WP 4.1 Microbial Interactions under Climate Extremes

project description

Climate extremes, such as heat waves, extended drought periods, and torrential rains, are among the strongest drivers of change in the functioning of terrestrial ecosystems. At the same time, the frequency and intensity of extreme events are predicted to further increase during the next decades. Climate extremes are expected to have long-lasting effects, as they may change the future trajectories of ecosystem functions by permanently changing the microbial community composition and function, leading to alternative stable states.

The study of ecological memory of recurrent stress events is thus central to our understanding of future ecosystem trajectories and predicting climate change effects. So far, the response of microbiomes has mainly been studied following one climate extreme, although it is well known that, for example, heat waves and drought periods commonly occur together. In addition, microbiome responses to recurrent stresses have mainly been studied in further stress periods, while it has remained elusive how alternative stable states of soil microbial communities may affect ecosystem functions during non-stress periods.

The main goal of the project therefore is to comprehensively study the combined effects of heat waves and droughts on microbiome interactions in the plant-soil system. We will focus on the limits of resistance and resilience of microbiomes to extreme pulse stresses, and the emergence of ecological memory by recurrent extreme events, both on microbiome functioning during further stress, but also during non-stress periods. In WP 4.1 we will investigate interactions in the decomposer soil food web under extreme events.

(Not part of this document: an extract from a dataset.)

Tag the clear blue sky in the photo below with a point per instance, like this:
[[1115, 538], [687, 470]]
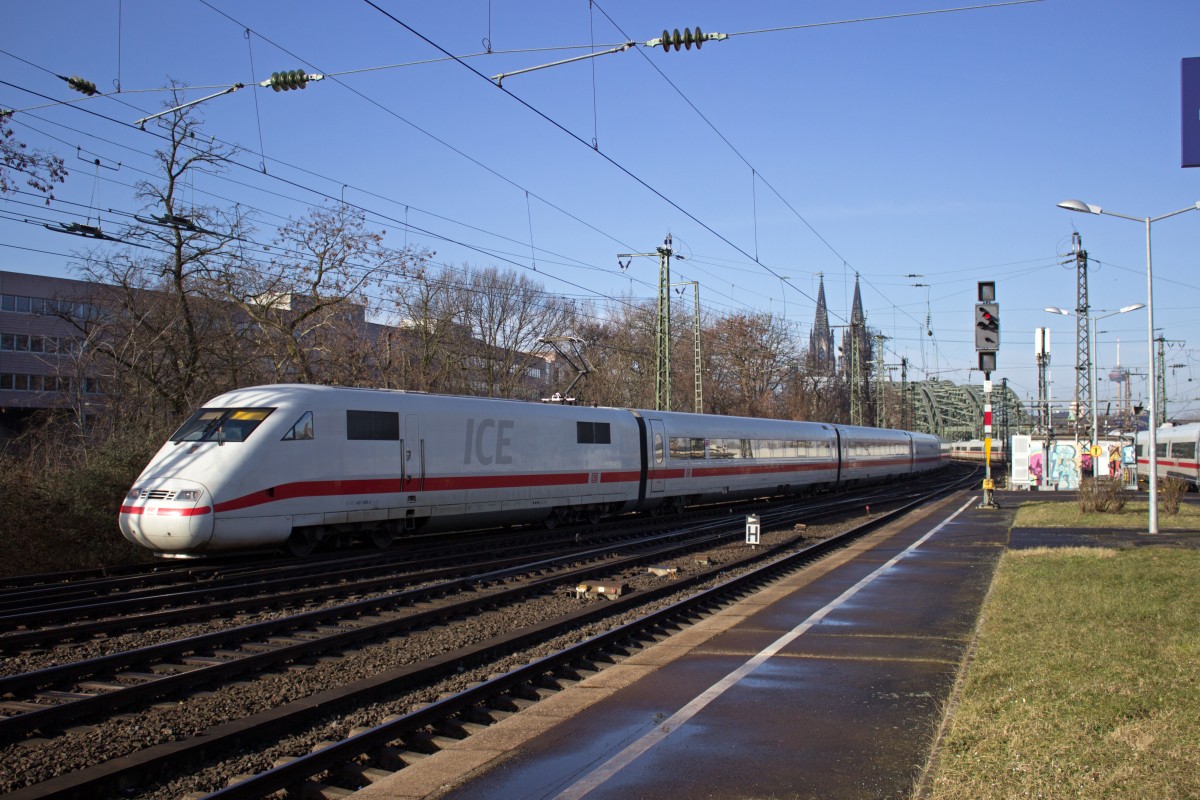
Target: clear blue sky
[[934, 145]]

Our broad approach will consider bacteria, saprotrophic and mycorrhizal fungi, but also predators (e.g., protists, nematodes, and bacterial predators) as a key regulatory factor of microbial community composition and activity. We will use established and new drought and heat field experiments in Austria and supplement them with a variety of smaller-scale mesocosm experiments in which the soil food web can be manipulated. In addition, we will investigate the effect of pulse perturbations on the plant microbiome. We will study the community composition (by amplicon sequencing of marker genes), the functional potential of the community (by multi-omics), and the realized soil functions (through measurements of key gross processes, such as growth, respiration, organic matter decomposition, and similar) by stable isotope techniques (¹³C, ¹⁵N, ³³P, and ¹⁸O).

The results of this project will provide a unique assessment of the microbiome resistance and resilience in soil ecosystems to recurrent, combined extreme climate events, and will lead to a comprehensive framework of microbiomes and microbial interactions under climate extremes.